An A* student selected as a ‘future leader’ has had to appeal for help for funding to attend a prestigious south west London university.
An eye-watering £37,500 tuition fee stands in the way of Arinze David Nwanna taking up his master’s offer at the Imperial College Business School in South Kensington.
The 21-year-old set up a GoFundMe page to help pay the fees, despite being on track to achieve a top honours in Chemical Engineering at UCL and receiving a summer internship with J.P. Morgan.
But the east London resident remains hopeful, having faced much greater life challenges and setbacks.
Arinze said: “I’m growing bored of people telling me I can’t do something, it just motivates me more to prove them wrong.
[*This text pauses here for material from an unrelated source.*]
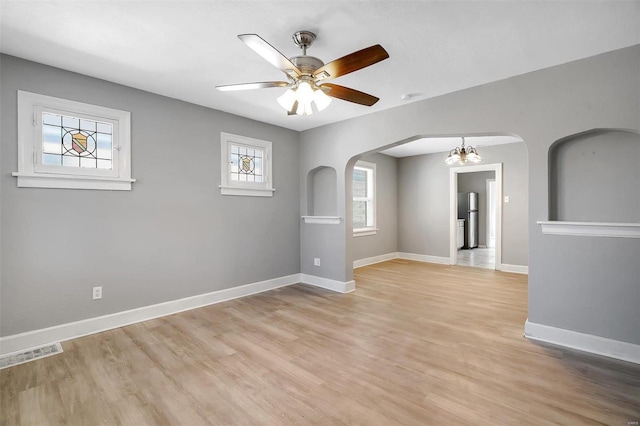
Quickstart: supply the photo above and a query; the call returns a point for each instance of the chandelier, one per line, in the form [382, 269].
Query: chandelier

“At my school they were used to failing, there was a lot of knife and gun violence.
“A lot of what limited me were the voices around me saying that you can’t, half the time it’s the closest around you who will tell you that.
“That’s what I went through when I was young, but I learnt to live above that.
“I’ve gone through a lot of failure and hardship that have taught me many skills and principles that people may not understand from having life easy.”
At the age of five, Arinze, his three siblings and mother migrated from Nigeria to London, where they lived in poverty and came close to homelessness.
Arinze added: “This room I’m in now is probably bigger than what we lived in with the five of us, and then my grandma who came later.
“So everyone was on the floor and my grandma was on the bed, or if my mum was tired from work she’d stay on the bed.”
Being the youngest, he was the last to go to school after arriving in the UK, missing out on one and a half years of education because of their unstable living situations.
Furthermore, during GCSEs he was exposed to violence and gang culture, experiencing the death of a close friend from a stabbing.
Despite this, Arinze defied the odds set out against him.
He featured on Future Leaders magazine’s 2019 list of 150 most outstanding African and African Caribbean students and new graduates in the UK.
His hopes are now set on studying Financial Technology (FinTech) at Imperial in order to enter the finance sector.
Arinze also mentors students from similar backgrounds, hoping to inspire young people like himself to achieve their potential.
Despite childhood struggles he said these experiences made him who he is today and he would never change that.
Arinze funded his undergraduate degree through loans as well as a side career in music.
Having self-taught himself the piano as a teenager, he made money gigging in London and performing with international gospel stars.
He is now appealing for £54,500 to fund his further studies.
On top of tuition fees, he also needs £12,000 for accommodation and £5,000 for living expenses and has until July to raise the funds before the course starts in September.